Rapat Paripurna DPRD Buleleng Resmi Sahkan Ranperda Tentang Pertanggunjawaban APBD 2019

SINGARAJA,LenteraEsai.id- Rancangan Peraturan Daerah Kabupaten Buleleng (Ranperda) tentang Laporan Pertanggungjawaban Pelaksanaan APBD Tahun 2019, secara resmi disahkan melalui rapat paripurna Dewan Perwakilan Rakyat Daerah (DPRD) Buleleng, di Ruang Sidang Utama Gedung DPRD Buleleng, Jumat (17/7) siang.

Rapat dipimpin Ketua DPRD Buleleng Gede Supriatna SH dengan memperhatikan protokol kesehatan penanganan Covid-19. Hadir dalam kesempatan tersebut Bupati dan Wakil Bupati Buleleng, Wakil-wakil Ketua DPRD Buleleng, Ketua-ketua Komisi dan Ketua-ketua Fraksi, Perwakilan Badan Anggaran DPRD Kabupaten Buleleng, Sekda, Asisten, Staf ahli, TAPD lingkup Pemerintah Kabupaten Buleleng, serta para anggota dewan dan undangan lainnya, yang mengikuti jalannya rapat melalui telecomfrence di ruang masing-masing.

Bacaan Lainnya

Dalam sambutannya Ketua Dewan mengatakan, Ranperda Laporan Pertanggungjawaban Pelaksanaan APBD Tahun 2019 yang diajukan Pemerintah Kabupaten Buleleng telah melalui tahapan pembahasan yang cukup panjang, namun pada akhinya telah mendapatkan titik temu dan kesamaan pandangan antara legislatif dengan eksekutif,

Rapat ini juga merupakan pembahasan tahap dua yang meliputi kegiatan pengambilan keputusan sebagai rangkaian tahapan-tahapan sebelumnya, yang didahului dengan penyampaian laporan Badan Anggaran DPRD Kabupaten Buleleng, dan dilanjutkan dengan Penyampaian Pendapat Akhir Bupati Buleleng, serta penandatanganan bersama antara Bupati Buleleng dengan DPRD Buleleng terhadap Ranperda Laporan Pertanggungjawaban Pelaksanaan APBD Tahun 2019.

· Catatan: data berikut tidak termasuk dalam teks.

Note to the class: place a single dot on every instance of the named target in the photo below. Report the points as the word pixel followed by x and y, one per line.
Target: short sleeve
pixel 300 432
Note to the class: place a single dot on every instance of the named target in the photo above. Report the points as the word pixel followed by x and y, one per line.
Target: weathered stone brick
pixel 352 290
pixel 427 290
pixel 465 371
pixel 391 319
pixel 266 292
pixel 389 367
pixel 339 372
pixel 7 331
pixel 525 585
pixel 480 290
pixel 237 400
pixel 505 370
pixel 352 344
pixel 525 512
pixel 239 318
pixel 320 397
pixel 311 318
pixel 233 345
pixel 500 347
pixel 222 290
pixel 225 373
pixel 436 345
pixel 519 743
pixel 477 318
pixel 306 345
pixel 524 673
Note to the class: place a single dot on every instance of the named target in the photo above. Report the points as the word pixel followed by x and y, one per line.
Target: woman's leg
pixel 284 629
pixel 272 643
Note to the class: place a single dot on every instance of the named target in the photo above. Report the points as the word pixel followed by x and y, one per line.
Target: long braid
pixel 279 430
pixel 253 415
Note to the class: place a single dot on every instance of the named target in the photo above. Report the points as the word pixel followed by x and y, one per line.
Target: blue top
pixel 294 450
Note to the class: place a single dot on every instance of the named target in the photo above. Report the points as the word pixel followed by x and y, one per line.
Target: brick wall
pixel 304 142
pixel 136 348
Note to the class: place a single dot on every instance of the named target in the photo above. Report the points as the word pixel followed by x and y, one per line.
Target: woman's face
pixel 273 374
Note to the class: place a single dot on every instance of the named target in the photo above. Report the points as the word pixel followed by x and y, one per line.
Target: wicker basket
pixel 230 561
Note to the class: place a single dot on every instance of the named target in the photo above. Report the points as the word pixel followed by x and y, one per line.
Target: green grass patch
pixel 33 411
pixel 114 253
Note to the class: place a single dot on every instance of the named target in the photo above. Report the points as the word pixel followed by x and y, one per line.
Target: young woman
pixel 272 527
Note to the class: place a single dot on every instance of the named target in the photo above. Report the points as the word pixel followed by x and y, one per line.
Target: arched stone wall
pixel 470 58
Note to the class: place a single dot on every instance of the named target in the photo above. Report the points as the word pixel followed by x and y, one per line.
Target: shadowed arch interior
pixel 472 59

Badan Anggran DPRD Kabupaten Buleleng melalui Juru Bicara, Putu Mangku Budiasa mengatakan, berdasarkan rangkaian pembahasan yang dilakukan akhirnya telah terbangun cara pandang dan kesepahaman antara DPRD Kabupaten Buleleng dengan Kepala Daerah, dan Badan Anggaran, merekomendasikan agar Ranperda tentang Laporan Pertanggungjawaban Pelaksanaan APBD tahun anggaran 2019 untuk ditetapkan menjadi Peraturan Daerah Kabupaten Buleleng.

Sementra Bupati Buleleng, Putu Agus Suradnyana ST dalam Pendapat Ahirnya menyampaikan rasa bahagia karena pihak legislatif dan eksekutif telah bekerja secara seksama dan sungguh-sungguh dalam membahas secara rinci Rancangan Peraturan Daerah ini sehingga dapat menghasilkan kesepakatan yang merupakan wahana untuk perbaikan dan peningkatan kinerja Penyelenggaraan Pemerintah Daerah dan Pembangunan di Kabupaten Buleleng, terkait dengan usulan saran dari anggota DPRD Buleleng yang tergabung dalam fraksi-fraksi .

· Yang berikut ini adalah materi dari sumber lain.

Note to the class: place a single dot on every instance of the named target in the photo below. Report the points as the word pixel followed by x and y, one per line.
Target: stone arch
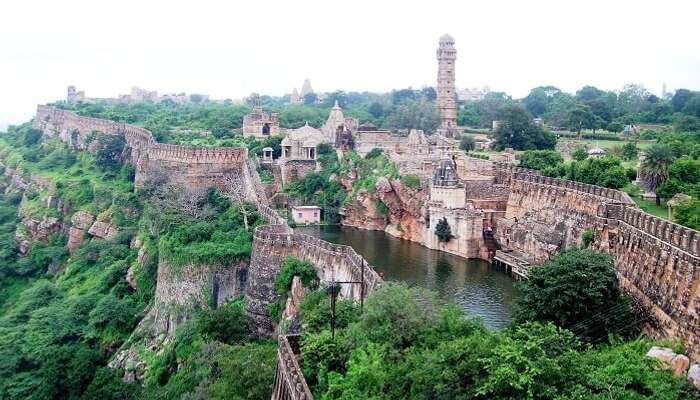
pixel 75 138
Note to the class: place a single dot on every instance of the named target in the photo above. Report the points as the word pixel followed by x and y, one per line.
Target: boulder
pixel 296 296
pixel 694 375
pixel 103 230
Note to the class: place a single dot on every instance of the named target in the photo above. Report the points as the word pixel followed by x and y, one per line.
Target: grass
pixel 647 205
pixel 607 144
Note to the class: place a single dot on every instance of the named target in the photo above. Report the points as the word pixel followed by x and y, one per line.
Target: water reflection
pixel 473 284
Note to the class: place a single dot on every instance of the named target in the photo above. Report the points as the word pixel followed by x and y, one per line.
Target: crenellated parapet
pixel 197 155
pixel 273 243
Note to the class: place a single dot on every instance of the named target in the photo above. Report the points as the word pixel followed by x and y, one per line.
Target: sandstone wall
pixel 194 167
pixel 658 262
pixel 467 230
pixel 294 170
pixel 273 243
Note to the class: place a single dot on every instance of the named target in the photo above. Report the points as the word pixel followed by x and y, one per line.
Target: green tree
pixel 540 159
pixel 576 290
pixel 580 118
pixel 654 167
pixel 466 143
pixel 443 231
pixel 579 154
pixel 538 101
pixel 109 150
pixel 227 324
pixel 517 130
pixel 629 151
pixel 294 267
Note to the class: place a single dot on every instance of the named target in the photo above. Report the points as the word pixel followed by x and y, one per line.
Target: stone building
pixel 260 124
pixel 74 96
pixel 337 119
pixel 299 153
pixel 446 91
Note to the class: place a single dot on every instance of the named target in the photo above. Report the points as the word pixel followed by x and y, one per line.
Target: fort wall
pixel 272 244
pixel 194 167
pixel 658 262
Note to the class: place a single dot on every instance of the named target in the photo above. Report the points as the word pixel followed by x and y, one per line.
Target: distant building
pixel 300 144
pixel 596 152
pixel 446 92
pixel 260 124
pixel 136 95
pixel 472 94
pixel 306 215
pixel 297 97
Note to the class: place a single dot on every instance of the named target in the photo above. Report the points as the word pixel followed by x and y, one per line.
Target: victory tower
pixel 446 93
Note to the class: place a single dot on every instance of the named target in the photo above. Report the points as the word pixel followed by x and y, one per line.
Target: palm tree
pixel 654 167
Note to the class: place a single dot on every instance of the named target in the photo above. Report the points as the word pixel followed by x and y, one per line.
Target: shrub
pixel 227 324
pixel 577 290
pixel 443 231
pixel 411 181
pixel 374 153
pixel 294 267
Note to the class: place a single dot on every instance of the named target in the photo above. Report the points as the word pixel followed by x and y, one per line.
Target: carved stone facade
pixel 446 91
pixel 260 124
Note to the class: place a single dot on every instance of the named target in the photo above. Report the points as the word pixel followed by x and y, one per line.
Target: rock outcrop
pixel 392 207
pixel 80 224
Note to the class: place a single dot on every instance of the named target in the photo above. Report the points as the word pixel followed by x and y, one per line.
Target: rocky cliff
pixel 393 207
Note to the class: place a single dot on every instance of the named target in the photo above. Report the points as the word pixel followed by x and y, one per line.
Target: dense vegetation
pixel 325 190
pixel 63 317
pixel 407 345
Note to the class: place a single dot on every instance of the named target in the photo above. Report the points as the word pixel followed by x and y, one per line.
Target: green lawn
pixel 607 144
pixel 648 205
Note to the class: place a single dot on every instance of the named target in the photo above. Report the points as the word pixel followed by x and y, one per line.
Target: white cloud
pixel 227 49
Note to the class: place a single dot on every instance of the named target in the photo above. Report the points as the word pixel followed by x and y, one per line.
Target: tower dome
pixel 446 38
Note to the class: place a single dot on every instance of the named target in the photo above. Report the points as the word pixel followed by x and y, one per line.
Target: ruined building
pixel 446 92
pixel 337 119
pixel 260 124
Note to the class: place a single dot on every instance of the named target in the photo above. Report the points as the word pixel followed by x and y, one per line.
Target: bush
pixel 411 181
pixel 579 154
pixel 109 151
pixel 443 231
pixel 540 159
pixel 466 143
pixel 577 290
pixel 374 153
pixel 294 267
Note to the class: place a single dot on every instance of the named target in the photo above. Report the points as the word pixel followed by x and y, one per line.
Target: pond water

Bupati Buleleng menyatakan sependapat dengan dewan untuk selalu berupaya mewujudkan dan meningkatan kesejahteraan masyarakat di Kabupaten Buleleng. “Pembangunan yang kita tempuh tidak lepas dari dokumen-dokumen perencanaan pembangunan daerah dan kondisi makro yang terjadi saat penyusunan rancangan dalam upaya peningkatan pembangunan utamanya kinerja makro ekonomi daerah, serta mengajak seluruh komponen masyarakat Buleleng untuk bersama-sama memberikan sumbangan pemikiran dan berkinerja yang bermanfaat bagi kepentingan daerah,” ucapnya.

Hal senada disampaikan Ketua Dewan Supriatna. Terkait dengan pembahasan Ranperda ini, kata Supriatna, telah berjalan dengan baik. Terhadap masukan dan pertanyaan dari DPRD, telah mendapat jawaban yang dari eksekutif, sehingga telah terjalin kesamaan pandangan yang pada akhirnya Rancangan Ranperda ini dapat ditetapkan menjadai Peraturan Daerah, ucapnya.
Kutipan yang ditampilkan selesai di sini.